– В мелочах. В главном все зависит от спокойных. Я думаю, правду надо народу сказать. Ради кого хлопочем? Ради него. Желать народу всяческих благ – и скрывать от него же правду? Знаю, поднимется шум. Ну и что? Почему мы должны навязывать другим нашу волю? Может, у нас – перья павлиньи вместо волос или рога торчат над ушами? Нет. Люди как люди. Конечно, не глупей других, но кто сказал, что умней? Нас, предводителей, – горсть, их же – много, очень много. Значит, главное – они, а не мы. Как скажут, так и будет. Захотят сдаться – пусть сдадутся, захотят умереть – пусть умрут. Им виднее. Не бойтесь, они сумеют выбрать лучший выход из двух. Или – придумать третий. Поднимайтесь.
…Курбан – с надрывом:
– Правоверные! Обманул нас Бахтиар. Обольстил, как Бекниязову дочь. Обнадежил напрасно, кровь нашу чистую зря проливать заставил. Надо было сразу послушаться татар. Теперь не простит Чормагун.

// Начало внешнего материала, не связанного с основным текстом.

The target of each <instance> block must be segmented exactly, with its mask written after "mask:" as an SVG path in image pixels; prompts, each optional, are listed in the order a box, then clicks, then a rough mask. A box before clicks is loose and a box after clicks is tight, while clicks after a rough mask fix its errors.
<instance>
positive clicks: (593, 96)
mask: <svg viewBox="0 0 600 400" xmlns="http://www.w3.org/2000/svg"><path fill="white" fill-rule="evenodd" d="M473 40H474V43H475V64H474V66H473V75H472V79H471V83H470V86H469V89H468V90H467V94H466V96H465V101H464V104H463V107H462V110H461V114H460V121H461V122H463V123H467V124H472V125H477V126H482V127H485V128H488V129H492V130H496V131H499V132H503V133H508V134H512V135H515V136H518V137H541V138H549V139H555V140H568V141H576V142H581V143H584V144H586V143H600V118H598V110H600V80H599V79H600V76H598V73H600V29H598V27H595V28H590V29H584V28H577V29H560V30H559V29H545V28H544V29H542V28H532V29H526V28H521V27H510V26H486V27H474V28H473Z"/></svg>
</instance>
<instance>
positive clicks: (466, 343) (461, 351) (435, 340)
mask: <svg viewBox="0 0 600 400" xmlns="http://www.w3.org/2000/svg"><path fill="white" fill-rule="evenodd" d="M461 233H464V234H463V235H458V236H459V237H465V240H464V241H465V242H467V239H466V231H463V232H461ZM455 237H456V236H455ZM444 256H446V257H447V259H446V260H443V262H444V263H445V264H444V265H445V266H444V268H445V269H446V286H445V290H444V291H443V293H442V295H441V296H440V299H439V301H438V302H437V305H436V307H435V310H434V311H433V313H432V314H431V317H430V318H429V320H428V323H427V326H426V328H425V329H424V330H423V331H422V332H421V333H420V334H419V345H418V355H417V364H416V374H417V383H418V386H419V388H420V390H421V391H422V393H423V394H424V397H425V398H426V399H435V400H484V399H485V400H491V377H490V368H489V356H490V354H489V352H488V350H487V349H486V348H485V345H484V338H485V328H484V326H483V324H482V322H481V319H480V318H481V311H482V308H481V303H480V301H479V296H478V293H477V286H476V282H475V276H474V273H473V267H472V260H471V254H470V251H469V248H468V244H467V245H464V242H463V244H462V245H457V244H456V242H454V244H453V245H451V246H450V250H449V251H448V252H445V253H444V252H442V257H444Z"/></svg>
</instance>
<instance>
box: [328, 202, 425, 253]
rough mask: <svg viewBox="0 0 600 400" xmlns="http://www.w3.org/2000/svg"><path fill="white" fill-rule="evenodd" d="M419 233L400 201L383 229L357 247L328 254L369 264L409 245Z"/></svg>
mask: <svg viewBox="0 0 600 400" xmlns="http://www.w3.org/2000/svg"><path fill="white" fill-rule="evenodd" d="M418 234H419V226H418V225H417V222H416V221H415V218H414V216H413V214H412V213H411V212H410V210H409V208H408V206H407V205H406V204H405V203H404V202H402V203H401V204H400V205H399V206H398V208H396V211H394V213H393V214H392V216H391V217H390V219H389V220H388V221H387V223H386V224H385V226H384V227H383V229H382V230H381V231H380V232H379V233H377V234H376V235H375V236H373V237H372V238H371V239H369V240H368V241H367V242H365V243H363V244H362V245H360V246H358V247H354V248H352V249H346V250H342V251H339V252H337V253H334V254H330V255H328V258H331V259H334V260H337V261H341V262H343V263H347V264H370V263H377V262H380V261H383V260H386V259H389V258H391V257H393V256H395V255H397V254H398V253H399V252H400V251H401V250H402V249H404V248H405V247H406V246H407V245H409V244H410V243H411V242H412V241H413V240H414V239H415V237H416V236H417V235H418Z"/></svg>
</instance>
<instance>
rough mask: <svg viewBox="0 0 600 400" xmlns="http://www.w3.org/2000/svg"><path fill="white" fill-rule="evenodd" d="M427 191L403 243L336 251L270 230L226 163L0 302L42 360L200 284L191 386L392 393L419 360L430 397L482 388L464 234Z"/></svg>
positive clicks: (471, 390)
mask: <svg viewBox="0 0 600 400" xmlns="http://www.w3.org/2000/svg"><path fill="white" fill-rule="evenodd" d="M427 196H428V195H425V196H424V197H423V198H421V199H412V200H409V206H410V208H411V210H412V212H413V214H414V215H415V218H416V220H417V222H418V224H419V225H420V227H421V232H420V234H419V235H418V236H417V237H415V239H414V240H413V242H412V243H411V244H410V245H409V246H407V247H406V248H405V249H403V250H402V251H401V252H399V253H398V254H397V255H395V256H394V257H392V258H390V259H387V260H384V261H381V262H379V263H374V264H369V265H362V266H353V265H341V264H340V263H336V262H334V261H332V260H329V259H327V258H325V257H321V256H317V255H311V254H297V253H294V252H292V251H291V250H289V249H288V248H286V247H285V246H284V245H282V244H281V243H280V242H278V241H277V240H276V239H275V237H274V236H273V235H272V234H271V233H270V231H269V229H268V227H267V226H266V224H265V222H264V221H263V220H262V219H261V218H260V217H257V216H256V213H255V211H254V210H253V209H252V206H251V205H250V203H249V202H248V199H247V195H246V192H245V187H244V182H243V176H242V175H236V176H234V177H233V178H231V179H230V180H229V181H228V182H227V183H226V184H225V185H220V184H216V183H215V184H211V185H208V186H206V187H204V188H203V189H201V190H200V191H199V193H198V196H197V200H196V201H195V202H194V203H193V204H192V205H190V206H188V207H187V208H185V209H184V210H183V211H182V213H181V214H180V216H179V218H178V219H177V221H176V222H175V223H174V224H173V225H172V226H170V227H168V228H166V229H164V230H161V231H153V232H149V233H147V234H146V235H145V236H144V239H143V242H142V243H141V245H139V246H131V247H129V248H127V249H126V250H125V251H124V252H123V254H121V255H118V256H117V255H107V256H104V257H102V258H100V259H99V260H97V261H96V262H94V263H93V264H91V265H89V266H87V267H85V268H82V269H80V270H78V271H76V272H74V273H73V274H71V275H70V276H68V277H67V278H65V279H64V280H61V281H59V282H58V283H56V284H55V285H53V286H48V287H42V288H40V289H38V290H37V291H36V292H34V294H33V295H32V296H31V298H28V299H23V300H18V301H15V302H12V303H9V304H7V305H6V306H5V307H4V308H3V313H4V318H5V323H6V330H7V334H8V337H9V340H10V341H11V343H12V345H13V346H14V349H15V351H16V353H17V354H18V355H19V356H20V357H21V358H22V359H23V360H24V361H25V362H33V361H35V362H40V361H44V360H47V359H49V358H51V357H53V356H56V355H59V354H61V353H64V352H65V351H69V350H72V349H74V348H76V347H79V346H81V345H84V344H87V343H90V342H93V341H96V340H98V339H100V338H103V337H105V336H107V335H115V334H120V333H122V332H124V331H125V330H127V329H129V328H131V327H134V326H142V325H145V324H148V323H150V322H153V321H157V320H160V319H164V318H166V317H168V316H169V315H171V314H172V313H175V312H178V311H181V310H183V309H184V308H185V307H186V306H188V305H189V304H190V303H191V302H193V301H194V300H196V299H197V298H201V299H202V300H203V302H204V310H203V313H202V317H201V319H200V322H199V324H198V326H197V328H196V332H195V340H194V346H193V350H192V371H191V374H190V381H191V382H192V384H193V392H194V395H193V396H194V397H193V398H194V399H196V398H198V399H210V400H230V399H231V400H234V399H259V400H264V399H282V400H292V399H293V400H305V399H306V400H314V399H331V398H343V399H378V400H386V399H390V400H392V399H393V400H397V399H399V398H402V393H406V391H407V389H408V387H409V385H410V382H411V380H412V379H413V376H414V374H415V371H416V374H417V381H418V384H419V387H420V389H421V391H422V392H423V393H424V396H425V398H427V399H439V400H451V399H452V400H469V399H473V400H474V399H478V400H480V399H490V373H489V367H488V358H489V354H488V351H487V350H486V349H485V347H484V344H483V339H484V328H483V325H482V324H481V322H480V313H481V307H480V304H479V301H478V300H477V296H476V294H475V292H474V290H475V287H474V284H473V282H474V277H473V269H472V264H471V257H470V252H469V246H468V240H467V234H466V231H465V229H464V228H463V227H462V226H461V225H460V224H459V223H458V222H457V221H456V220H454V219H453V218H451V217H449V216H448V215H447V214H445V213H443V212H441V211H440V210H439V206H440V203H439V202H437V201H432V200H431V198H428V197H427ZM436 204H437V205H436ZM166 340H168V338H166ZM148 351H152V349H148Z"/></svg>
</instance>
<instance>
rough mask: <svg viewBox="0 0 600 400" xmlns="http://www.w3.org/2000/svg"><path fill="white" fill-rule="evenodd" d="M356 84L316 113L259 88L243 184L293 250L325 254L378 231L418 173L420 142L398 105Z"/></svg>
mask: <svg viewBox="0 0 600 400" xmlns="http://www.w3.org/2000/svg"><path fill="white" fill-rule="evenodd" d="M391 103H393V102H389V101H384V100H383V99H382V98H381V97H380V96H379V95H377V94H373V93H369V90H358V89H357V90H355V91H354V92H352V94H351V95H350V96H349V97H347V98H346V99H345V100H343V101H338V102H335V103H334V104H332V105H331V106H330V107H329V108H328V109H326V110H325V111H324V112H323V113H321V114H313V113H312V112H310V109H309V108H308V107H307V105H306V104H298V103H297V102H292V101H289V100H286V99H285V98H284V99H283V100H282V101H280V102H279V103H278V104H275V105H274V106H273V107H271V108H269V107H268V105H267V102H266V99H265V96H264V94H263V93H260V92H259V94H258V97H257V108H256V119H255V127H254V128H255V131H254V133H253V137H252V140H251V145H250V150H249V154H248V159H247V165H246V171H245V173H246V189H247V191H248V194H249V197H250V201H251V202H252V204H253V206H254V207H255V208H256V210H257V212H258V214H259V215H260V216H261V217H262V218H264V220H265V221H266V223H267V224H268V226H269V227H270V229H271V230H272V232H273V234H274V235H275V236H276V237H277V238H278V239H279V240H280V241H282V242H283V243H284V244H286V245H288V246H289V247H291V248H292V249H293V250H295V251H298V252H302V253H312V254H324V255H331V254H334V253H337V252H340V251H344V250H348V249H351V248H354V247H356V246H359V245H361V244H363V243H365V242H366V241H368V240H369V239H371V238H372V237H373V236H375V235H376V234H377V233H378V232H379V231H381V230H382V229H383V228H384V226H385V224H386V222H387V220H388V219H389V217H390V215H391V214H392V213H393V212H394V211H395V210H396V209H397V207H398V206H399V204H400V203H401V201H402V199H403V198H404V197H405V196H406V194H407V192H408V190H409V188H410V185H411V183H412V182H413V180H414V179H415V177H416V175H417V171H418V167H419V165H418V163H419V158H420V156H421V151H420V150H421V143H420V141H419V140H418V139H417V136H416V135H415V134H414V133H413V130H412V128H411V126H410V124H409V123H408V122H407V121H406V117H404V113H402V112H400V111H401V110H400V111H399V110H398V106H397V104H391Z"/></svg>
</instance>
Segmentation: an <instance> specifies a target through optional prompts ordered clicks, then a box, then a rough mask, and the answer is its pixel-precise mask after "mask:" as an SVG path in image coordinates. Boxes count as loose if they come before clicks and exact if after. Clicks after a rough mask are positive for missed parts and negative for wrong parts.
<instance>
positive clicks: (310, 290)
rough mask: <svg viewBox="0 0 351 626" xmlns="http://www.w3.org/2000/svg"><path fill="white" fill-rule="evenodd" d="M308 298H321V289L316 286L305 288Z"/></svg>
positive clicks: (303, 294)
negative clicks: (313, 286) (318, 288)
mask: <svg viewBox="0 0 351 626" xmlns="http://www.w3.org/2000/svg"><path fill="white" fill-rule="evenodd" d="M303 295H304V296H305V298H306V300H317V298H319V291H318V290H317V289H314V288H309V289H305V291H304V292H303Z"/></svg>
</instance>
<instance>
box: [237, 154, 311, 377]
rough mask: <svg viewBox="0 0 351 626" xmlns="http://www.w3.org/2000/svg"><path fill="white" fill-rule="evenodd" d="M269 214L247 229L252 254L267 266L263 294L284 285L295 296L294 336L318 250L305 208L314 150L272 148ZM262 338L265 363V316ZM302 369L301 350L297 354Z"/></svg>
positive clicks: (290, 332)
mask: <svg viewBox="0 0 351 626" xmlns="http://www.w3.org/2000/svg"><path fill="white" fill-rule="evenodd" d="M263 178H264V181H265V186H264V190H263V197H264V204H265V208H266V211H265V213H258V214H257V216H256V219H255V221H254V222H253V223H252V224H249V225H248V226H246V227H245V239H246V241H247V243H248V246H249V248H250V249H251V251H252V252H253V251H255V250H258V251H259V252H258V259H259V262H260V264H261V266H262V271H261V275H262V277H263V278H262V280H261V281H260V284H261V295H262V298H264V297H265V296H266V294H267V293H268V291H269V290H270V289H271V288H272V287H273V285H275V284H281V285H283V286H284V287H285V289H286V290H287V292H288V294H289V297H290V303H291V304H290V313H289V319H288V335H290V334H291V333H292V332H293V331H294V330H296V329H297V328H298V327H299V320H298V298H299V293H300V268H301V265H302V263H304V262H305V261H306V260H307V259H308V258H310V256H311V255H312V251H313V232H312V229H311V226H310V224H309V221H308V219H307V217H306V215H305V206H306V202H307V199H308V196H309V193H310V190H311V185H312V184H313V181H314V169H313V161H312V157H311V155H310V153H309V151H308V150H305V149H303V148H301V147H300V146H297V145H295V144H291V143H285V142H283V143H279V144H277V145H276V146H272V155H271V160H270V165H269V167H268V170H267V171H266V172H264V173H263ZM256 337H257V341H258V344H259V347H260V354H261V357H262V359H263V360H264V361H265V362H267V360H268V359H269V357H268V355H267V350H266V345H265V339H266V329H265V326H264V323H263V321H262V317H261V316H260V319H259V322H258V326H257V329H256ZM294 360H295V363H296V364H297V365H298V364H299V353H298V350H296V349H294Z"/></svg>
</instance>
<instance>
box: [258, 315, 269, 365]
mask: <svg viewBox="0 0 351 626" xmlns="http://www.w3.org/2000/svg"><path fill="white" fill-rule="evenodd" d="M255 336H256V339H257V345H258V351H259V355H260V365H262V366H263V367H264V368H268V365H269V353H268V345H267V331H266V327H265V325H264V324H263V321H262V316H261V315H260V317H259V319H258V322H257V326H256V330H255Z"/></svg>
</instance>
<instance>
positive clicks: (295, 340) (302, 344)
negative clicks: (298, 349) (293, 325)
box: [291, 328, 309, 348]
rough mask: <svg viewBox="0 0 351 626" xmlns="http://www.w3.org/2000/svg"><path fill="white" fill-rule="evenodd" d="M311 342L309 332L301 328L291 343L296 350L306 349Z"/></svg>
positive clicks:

Кричал не один Курбан. Все кричали. Слишком скорым, неожиданным был переход от хмельного веселья к горькой трезвости. Не зная, куда подевать внезапно вспыхнувшую ярость, Айхацы дружно обрушили ее – на кого? Конечно, на Бахтиара! На человека, которого только сейчас с пеной у рта восхваляли за храбрость. Кого же еще они могли обругать? Ведь он среди них – самый видный.
«Страх сильнее разума, – подумал Бахтиар. – Благодарность – пустой звук. Люди – существа неустойчивые».
– Что я говорил? – Он заскрипел зубами. – Это бараны. Чего от них ждать? Не сегодня родился обычай – платить злом за добро. А ты твердишь: «Мы нисколько их не умней».
– И буду твердить! Не умней. Зато мы обязаны быть спокойней и терпеливей. Ты – вождь. Попятно? – строго одернул родича Джахур. – Они плачут – ты улыбайся. Погоди, отбушуют – в разум войдут.
И верно. Пережив и оставив уже позади первые мгновения обиды и разочарования, освоившись с мыслью, что теперь они одни, никто со стороны им не поможет, люди опомнились, поостыли, устыдились собственной несправедливости. К ним вернулась способность соображать.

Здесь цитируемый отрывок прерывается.